On Friday, Sept. 2, over fifty students settled into Little Hall’s Golden Auditorium for a screening of the award-winning Martin Scorsese film, “Hugo” (2011). Like previous films featured in the Ryan Family Friday Night Film Series, “Hugo” was chosen for its accessibility and appeal to both film buffs and casual viewers alike. However, the viewing was made unique by the fact that it was screened from start to finish using a vintage 35mm projector in order to give audience members the most authentic viewing experience possible. 

Beginning with a dreamlike orchestral track, the film takes viewers on a sweeping, bird’s eye tour of Paris in the winter of 1931. As the camera soars, plummets and twirls, viewers experience what it would be like to be a single snowflake dancing above the glittering cityscape. Slowly and then all at once, the viewer descends upon the city, fluttering through the streets until at last reaching the Gare Montparnasse railway station where we meet our young protagonist, Hugo Cabret. 

Tragically orphaned three months prior, 12-year-old Hugo now lives alone in the depths of the train station. Scurrying through hidden passageways, sleeping amongst the glittering gears of the station clock and stealing from passengers and shopkeepers to survive, Hugo has learned how to live amongst thousands without forging connections to any. That is until he meets an unlikely friend named Isabelle Méliès, the ward of a shopkeeper from whom he has frequently stolen. Together, the two embark on an adventure into the magical world of silent film where they begin to unravel a mystery of Hugo’s past and, in the process, alter both his world and the world of silent film forever.
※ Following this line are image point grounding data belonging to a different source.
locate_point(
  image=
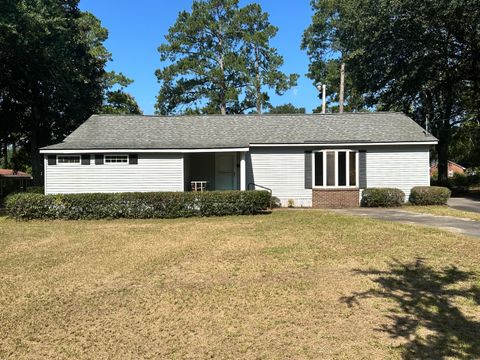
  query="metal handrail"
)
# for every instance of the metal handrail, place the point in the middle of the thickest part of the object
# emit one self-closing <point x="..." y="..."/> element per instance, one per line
<point x="260" y="186"/>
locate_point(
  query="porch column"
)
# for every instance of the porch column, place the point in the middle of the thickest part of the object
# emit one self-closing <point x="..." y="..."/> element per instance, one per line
<point x="243" y="177"/>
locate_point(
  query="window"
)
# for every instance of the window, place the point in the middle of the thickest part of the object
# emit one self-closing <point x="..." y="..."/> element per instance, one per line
<point x="116" y="159"/>
<point x="68" y="159"/>
<point x="335" y="168"/>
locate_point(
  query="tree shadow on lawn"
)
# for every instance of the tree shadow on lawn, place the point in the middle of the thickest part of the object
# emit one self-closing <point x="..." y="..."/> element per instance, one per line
<point x="425" y="315"/>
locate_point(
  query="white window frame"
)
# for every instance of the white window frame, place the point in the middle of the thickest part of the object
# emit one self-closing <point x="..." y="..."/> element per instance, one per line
<point x="347" y="165"/>
<point x="69" y="163"/>
<point x="116" y="163"/>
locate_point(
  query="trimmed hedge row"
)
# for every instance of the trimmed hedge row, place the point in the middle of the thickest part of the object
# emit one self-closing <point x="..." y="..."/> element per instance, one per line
<point x="429" y="195"/>
<point x="382" y="197"/>
<point x="136" y="205"/>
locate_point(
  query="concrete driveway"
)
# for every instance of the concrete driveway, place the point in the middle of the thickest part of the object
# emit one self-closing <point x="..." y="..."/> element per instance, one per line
<point x="465" y="204"/>
<point x="463" y="226"/>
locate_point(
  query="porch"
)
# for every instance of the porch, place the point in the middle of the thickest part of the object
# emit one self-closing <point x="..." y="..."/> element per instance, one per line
<point x="214" y="171"/>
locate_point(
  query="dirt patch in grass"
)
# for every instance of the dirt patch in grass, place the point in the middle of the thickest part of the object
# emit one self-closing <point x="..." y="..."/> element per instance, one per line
<point x="444" y="211"/>
<point x="303" y="284"/>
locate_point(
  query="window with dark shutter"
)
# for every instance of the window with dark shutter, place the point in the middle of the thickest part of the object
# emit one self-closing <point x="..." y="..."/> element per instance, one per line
<point x="98" y="159"/>
<point x="52" y="159"/>
<point x="362" y="169"/>
<point x="133" y="159"/>
<point x="86" y="159"/>
<point x="308" y="169"/>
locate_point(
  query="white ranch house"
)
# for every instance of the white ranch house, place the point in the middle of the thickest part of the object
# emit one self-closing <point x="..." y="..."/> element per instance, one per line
<point x="319" y="160"/>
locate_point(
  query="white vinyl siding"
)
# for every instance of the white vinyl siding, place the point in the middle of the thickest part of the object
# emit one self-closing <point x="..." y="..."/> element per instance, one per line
<point x="400" y="167"/>
<point x="154" y="172"/>
<point x="282" y="170"/>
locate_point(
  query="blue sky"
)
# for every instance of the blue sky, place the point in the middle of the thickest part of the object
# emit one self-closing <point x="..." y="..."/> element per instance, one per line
<point x="137" y="28"/>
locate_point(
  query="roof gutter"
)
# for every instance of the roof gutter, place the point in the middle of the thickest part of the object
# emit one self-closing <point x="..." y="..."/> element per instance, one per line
<point x="430" y="142"/>
<point x="123" y="151"/>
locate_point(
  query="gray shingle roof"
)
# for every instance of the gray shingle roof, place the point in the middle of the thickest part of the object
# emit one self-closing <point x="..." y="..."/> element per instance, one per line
<point x="215" y="131"/>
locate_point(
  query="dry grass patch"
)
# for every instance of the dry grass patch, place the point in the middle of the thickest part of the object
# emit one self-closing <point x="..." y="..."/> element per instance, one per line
<point x="304" y="284"/>
<point x="443" y="211"/>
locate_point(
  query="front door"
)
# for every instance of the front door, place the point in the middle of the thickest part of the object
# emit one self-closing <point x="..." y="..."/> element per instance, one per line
<point x="225" y="171"/>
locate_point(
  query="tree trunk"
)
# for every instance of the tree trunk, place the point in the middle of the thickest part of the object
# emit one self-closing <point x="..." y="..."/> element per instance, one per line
<point x="442" y="152"/>
<point x="342" y="87"/>
<point x="5" y="154"/>
<point x="258" y="85"/>
<point x="34" y="149"/>
<point x="223" y="85"/>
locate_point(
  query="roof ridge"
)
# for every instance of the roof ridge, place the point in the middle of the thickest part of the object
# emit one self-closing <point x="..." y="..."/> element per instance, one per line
<point x="251" y="115"/>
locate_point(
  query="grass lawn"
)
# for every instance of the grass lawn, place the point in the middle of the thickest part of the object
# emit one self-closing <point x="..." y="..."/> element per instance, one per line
<point x="290" y="285"/>
<point x="443" y="211"/>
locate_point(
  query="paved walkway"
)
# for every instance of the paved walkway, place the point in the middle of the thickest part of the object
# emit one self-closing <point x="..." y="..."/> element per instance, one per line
<point x="465" y="204"/>
<point x="464" y="226"/>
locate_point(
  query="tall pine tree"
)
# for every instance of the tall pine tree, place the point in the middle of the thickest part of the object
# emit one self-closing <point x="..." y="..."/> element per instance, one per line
<point x="219" y="60"/>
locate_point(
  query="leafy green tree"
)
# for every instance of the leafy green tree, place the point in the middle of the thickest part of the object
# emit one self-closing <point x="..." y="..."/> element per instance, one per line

As viewers followed Hugo and Isabelle on their adventures, many audience members expressed feeling as if they were actually present in the story. As Hugo raced from the station inspector, just one step away from losing his freedom, the hearts and imaginations of the audience raced too. As Hugo dangled from the icy hour hand of the station clock, the streets of Paris looming several stories below, knuckles became clenched on theater seats and vertigo set in. And as Hugo and Isabelle shared a moment together in a silent cinema, the audience’s hearts fluttered. 

For first-year Abby McGuire, escaping everyday monotony and entering a new world is what makes the cinema so magical.
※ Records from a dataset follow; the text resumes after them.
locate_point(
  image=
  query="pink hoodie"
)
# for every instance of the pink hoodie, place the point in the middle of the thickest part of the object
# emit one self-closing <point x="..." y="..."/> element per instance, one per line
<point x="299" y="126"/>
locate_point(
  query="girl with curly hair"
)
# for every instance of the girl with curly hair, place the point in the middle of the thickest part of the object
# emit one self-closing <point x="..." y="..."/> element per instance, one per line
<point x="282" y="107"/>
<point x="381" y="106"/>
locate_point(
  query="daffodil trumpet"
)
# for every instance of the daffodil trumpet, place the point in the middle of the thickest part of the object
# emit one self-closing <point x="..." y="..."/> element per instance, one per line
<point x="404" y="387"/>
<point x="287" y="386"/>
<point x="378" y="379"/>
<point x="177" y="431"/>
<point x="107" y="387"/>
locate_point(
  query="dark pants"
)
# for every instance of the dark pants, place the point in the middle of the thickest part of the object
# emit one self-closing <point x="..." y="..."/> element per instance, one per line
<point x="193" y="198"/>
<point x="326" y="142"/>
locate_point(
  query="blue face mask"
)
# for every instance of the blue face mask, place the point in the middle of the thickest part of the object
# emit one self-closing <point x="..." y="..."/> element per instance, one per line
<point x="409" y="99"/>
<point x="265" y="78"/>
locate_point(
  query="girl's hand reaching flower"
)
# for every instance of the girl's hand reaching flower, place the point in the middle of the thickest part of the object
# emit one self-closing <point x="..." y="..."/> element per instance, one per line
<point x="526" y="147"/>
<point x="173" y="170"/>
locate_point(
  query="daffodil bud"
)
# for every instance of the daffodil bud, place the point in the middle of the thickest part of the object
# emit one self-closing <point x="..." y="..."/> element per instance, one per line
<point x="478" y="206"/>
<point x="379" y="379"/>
“I feel like today we often move all too fast,” McGuire said. “We are continuously in motion from one thing to another, but in the theater, we exist purely in the moment. We have the unique opportunity to leave all our distractions behind and watch our dreams come to life.”

The extent to which viewers were captivated by the film became clear just as one of the film’s greatest mysteries was about to be revealed. The film reel reached the end of its tape and the screen flickered to black. Murmurs filled the theater as students questioned what could have caused the film to end so abruptly. After a brief but tense intermission, the tape containing the first half of the film was replaced with the second, and images of Gare Montparnasse illuminated the screen once more, continuing the adventure.
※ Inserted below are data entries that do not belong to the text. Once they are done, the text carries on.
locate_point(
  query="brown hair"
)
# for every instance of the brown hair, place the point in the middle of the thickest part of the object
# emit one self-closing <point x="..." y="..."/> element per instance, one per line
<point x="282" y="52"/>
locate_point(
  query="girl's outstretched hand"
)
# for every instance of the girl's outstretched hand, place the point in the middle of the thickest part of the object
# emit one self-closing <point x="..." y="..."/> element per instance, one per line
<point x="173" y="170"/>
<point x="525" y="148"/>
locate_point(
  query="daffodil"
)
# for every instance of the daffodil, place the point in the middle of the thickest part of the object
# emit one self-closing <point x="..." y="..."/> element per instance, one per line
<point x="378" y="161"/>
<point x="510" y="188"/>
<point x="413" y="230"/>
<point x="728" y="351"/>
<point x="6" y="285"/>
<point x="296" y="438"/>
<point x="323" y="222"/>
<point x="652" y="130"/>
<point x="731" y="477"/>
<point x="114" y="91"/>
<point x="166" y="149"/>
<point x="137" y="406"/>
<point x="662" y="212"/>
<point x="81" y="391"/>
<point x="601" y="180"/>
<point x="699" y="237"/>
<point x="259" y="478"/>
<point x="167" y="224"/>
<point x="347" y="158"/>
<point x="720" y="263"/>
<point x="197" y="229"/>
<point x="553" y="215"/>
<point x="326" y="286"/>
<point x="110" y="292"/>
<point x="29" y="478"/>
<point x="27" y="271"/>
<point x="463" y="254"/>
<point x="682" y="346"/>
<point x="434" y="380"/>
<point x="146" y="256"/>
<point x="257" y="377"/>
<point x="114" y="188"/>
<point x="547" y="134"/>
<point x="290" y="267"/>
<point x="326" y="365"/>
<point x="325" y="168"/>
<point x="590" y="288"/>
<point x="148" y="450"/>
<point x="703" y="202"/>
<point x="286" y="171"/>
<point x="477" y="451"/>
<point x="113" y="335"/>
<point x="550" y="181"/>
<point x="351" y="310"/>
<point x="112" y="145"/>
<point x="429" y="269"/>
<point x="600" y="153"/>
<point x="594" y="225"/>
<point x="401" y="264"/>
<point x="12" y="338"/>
“This was the first movie I’ve seen where the film tape had to be switched out halfway through, which was really interesting to me,” first-year Sophie Karbstein remarked. “Both the film itself and the way that it was authentically projected made it feel like a film for people who truly love films.”

Prior to the screening, students had been given the opportunity to interact with real filmographic equipment that was featured in the film in Little Hall’s latest exhibition, “Old as New: Colgate’s Fledgling Media Archaeology Collection.” The exhibit contained a variety of curiosities, including camera equipment dating back to the 1920s as well as toys such as the SpinnerScope from the 1970s, which students could interact with themselves. Many of the items currently displayed are on loan from Lynn Schwarzer, professor of art and art history and film and media studies, who hand-selected them from her own collection.

Across the hall from the exhibit were tables piled high with crab cakes, pastas and french fries. As students and professors alternated between enjoying the exhibits and enjoying the catering tables, they struck up conversations with one another, discussing the displays and the film yet to come. 

Films like “Hugo” will continue to be featured as part of the Ryan Family Friday Night Film Series throughout the year. Future events include a showcase of student film and video on Sept. 8., a screening of “The Janes” on Sept. 16 and a screening of “Happening” on Sept. 23, both of which center around abortion access. Colgate community members can look forward to these events and many more in the months to come.

“After a long week of academics, it feels good to be able to watch films with schoolmates and discuss the plots, characters and visual effects of the film afterward,” first-year Jacqueline Tong said. “I’m looking forward to attending even more film screenings in the future!”